Wednesday 15th April 2020
COVID Figures for 14th April
UK Hospital Deaths 778 / Total 12,107
James Cook Hospital – Total deaths – 106
James Cook cases in Critical Care – 22 / 12 ventilated
Back again to pick up the pieces after yesterday’s disappointing day. I’m pleased to say that things are better today than I thought they’d be. The first half of the unit is full of patients who are all steadily improving. I’m struck by how many of these patients are overweight, hypertensive women in their 50’s. Only last week it was full of their male equivalents. It’s almost as if it’s now ‘Ladies Week’. One noticeable difference though, is that the women do not appear to be getting as sick as the men and relatively few of them end up ventilated.
The second half of the ward round features the sicker patients. The sickest three were the ones that I talked about yesterday. Of these three, two of them have shown a surprising degree of improvement.
However, the third patient who had taken the drug overdose has deteriorated further overnight. Despite valiant efforts, he was desperately ill by the time I saw him on the ward round and it was clear that survival was no longer possible. We decided to withdraw his treatment and change our priority to ensuring he was comfortable. He died shortly afterwards.
On a more positive note, the lady with the horribly acidic blood started to get better last night, just after I left the hospital. I steadfastly refuse to believe that these two events are connected.
Looking at things in the clear light of day, it looks as if part of the severity of her illness was due to her adrenal glands not working properly. These produce steroid ‘stress’ hormones during a severe infection. When they are not working properly, it can make a bad situation like a coronavirus infection an awful lot worse. This adrenal insufficiency could have explained her terrible blood results so we gave her intravenous replacement steroids earlier in the day. It was these steroids taking effect some hours later that led to her improvement. She remains extremely unwell but there is now hope that she could survive.
My third patient, the elderly gentleman with COVID pneumonitis was also better, now that he had been flipped over onto his back.
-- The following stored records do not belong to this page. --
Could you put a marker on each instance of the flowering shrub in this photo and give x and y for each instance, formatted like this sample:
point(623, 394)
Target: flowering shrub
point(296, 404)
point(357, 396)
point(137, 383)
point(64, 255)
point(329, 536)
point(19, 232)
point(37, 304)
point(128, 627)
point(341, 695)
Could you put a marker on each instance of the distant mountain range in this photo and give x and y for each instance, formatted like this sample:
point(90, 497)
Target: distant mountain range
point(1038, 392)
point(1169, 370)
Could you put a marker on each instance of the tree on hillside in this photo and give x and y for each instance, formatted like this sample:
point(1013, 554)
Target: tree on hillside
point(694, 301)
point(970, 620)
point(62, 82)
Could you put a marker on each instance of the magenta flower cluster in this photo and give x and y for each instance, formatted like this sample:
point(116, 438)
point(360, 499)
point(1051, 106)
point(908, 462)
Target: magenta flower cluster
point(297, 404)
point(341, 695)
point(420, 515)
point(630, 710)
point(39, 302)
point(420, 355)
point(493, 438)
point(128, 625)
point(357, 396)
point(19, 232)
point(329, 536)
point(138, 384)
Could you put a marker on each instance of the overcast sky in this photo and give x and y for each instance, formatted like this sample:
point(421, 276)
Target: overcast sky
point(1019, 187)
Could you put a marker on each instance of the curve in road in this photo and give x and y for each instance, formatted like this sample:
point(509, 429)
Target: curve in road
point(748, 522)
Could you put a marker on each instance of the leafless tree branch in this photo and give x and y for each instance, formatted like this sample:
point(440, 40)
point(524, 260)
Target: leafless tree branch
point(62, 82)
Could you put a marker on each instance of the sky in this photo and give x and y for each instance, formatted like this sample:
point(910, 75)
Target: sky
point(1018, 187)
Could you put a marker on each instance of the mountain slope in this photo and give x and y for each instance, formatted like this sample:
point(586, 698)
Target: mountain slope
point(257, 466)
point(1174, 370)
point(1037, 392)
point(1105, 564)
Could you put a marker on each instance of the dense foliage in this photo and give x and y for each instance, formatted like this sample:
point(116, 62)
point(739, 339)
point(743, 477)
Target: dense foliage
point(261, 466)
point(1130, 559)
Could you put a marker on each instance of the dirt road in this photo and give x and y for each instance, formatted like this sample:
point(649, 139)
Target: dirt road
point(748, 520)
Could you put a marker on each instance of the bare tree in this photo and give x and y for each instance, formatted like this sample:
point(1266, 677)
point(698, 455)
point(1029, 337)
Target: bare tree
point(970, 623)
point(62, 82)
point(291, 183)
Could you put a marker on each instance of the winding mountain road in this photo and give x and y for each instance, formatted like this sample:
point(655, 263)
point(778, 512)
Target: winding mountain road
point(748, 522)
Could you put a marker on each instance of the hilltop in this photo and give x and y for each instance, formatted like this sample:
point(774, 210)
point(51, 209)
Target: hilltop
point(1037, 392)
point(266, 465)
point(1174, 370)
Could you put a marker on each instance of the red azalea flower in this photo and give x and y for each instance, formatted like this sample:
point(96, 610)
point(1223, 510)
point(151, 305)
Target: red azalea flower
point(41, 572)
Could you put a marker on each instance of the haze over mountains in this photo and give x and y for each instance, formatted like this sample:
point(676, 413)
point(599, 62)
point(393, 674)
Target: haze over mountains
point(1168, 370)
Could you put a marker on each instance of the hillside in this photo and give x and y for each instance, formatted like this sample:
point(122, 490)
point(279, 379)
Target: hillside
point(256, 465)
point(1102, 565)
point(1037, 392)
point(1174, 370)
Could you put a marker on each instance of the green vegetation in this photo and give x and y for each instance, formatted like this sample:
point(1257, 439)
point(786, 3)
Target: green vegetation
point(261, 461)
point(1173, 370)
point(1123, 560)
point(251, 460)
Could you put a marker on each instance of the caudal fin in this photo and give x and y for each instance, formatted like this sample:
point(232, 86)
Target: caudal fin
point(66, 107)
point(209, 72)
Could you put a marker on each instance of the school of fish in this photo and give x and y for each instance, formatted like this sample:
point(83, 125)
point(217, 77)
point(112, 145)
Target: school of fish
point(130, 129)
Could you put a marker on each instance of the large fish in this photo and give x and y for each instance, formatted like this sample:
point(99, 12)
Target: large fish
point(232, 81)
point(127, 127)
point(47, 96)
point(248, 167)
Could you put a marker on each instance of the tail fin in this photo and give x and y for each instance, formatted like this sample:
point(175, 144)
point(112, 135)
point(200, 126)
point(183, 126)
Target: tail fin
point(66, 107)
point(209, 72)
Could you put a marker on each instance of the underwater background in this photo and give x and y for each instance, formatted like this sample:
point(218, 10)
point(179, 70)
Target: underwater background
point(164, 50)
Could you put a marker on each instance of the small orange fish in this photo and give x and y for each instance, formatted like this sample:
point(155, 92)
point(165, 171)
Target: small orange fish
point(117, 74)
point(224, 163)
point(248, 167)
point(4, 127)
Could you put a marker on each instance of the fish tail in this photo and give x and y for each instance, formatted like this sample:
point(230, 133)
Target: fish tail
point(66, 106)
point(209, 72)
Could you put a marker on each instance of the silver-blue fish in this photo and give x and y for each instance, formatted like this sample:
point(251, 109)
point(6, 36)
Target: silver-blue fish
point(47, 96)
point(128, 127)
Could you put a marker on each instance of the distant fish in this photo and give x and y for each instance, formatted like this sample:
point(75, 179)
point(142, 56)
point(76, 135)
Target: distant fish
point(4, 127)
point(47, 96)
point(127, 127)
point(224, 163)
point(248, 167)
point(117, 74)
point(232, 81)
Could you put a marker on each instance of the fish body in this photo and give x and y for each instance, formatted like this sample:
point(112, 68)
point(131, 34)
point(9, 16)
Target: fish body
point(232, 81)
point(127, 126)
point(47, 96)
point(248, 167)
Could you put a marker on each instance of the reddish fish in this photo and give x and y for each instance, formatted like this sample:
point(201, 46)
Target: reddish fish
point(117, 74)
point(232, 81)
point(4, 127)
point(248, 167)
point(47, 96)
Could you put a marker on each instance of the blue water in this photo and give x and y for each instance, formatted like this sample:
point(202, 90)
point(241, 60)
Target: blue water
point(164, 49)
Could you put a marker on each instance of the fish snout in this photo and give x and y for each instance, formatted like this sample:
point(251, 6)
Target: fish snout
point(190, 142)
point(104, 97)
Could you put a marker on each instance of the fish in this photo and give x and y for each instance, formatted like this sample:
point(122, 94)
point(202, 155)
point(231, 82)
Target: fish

He had not worsened overnight but I wondered if we could improve his ventilation somehow.
Now modern ICU ventilators are pretty fancy. Like any high-tech piece of electronic equipment, there are all sorts of features and modes that in reality, you never use. These are great selling points. After all, if you are going to spend £20,000-£40,000 on such a machine you want the one with the most whistles and bells and the thickest instruction manual, right?
Well, one of the ventilation modes that’s not used a great deal is called ‘Airway Pressure Release Ventilation’ or APRV. It is often used as a last ditch, rescue mode when patients cannot be ventilated adequately using more standard techniques. The concept has been around for longer than I have been working in ICU but it has become quite popular recently. In an attempt to ‘get down with the kids’ as well as improve my patients oxygenation, I start to fiddle.
It seems I have learnt nothing from the day before, when my meddling led to things getting worse. I seem to have temporarily forgotten the great advice that one of my senior colleagues passed onto me many years ago – “Don’t just do something, stand there.” I have practised his ‘less is more’ approach to ICU ever since but every once in a while I need to be reminded of this.
My attempt to use APRV does not produce results. After adjusting every conceivable variable on the ventilator I am becoming increasingly frustrated by the lack of improvement. Once things start to get worse I soon realise that ‘Airway Pressure Release Ventilation’ is an anagram of ‘bloody stupid ventilator not doing what I want and wasting everyone’s time’. Well, it is if you add a few letters and take some away…
I give up and go back to what was working before. Things get better. Lesson learnt.
Old Dog - 1 New Tricks - 0
I love your blog. Thank you for sharing with us, but also (obviously) for the incredible job you do. I recently read ‘The Language of Kindness’ and there was a passage about an experienced nurse furiously slapping away the hands of a doctor who was fiddling with the ventilator dials. Another passage told of the way that experienced NHS staff have to let more junior ones learn, by calmly watching them attempt to do things and being ready to quickly intervene when things go off course. It also spoke about ‘compassion fatigue’ which is something I was reflecting upon after reading yesterday’s blog post. I’m happy to know that Three Strikes does not mean ‘you’re out.’ Lucky for us all.
I do like picturing John Cleese attacking the ventilator with a birch tree - brilliant!
I’m in awe really, that you’re able to write your blog report after what has clearly been another full on day for you. I hope it is cathartic for you to write and therefore allows you to go to sleep peacefully. Praying for you and your team at this time and the patients in you care . But most of all praying for that ventilator as I have visions of you giving it a damn good thrashing a la John Cleese! 😂 On a serious note, rest, sleep well and thank you for the amazing job you’re going .
I never tire of hearing that quote. True in all branches of medicine I am sure!
An old adage from an old surgeon said, "As a registrar, I learned how to operate. As a senior registrar I learned when to operate. As a consultant I learned when not to operate." Seems the same cold be true of using equipment?
God bless you all as you continue the age old care of the sick, under new and enormous pressures. Many of us are praying for you. It's safer than an old surgeon picking up his scales again.